The younger man ambled forward again as the writer turned his back. Legally trained, the young president of the republic found himself thrust back into the profession to which he had aspired, but had never practised, his studies having been interrupted by what a respectful obituary might describe as brushes with the authorities. He was stalking his witness, here a writer confined within a dock of his own invention, perhaps imagination. It was to become a cross-examination. “But I’ve read your work - almost all of it, though I admit that most was in Spanish translation. Maybe something was gained in translation, but I always felt that your so-called, self-professed mere stories, entertainments, always had their deeper side, another level no less, where the characters and the situations in which you placed them epitomised moral conflict, ideological questions which they always at least tried to address. Indeed you, the writer, the creator, always seemed to want a moralistic resolution to your characters’ dilemmas.” The president paused to look the writer in the eye, but the taller man’s gaze was fixed ahead, above his level, blankly concentrated on the mechanics of drawing smoke. “So you would deny,” he continued, “that what I read into your work was ever intended? It was a mere figment of my furtive, youthful imagination?”

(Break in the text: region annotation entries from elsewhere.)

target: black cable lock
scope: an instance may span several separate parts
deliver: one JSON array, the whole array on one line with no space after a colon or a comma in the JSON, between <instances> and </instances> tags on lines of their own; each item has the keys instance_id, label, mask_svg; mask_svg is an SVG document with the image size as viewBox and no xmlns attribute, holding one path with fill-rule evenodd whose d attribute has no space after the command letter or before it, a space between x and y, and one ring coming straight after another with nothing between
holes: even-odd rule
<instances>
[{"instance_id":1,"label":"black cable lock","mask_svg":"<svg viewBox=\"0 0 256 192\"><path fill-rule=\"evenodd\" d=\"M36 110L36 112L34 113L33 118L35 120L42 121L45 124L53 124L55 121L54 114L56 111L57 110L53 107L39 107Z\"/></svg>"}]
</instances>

“Leading question. Counsel should not put words into the mouths of the witness,” said the old man, choosing his words with intricate care whilst fixing a stare at his inquisitor in time with the very end of the phrase.

“Ah”, interrupted the other, uncharacteristically immediate in his interjection. “So not only do you know detail of my education, you want to play judge as well! Is that it? Is that the key? You want to claim the status of inconsequence, the mere story teller, whilst, somewhere in your unwritten estimation, you believe you hold the ultimate truth, the end point, the last word, the judgment?” A smile began to lift the curves of the black moustache that dominated his face, his rimless spectacles lifting a little on flexed cheek muscles.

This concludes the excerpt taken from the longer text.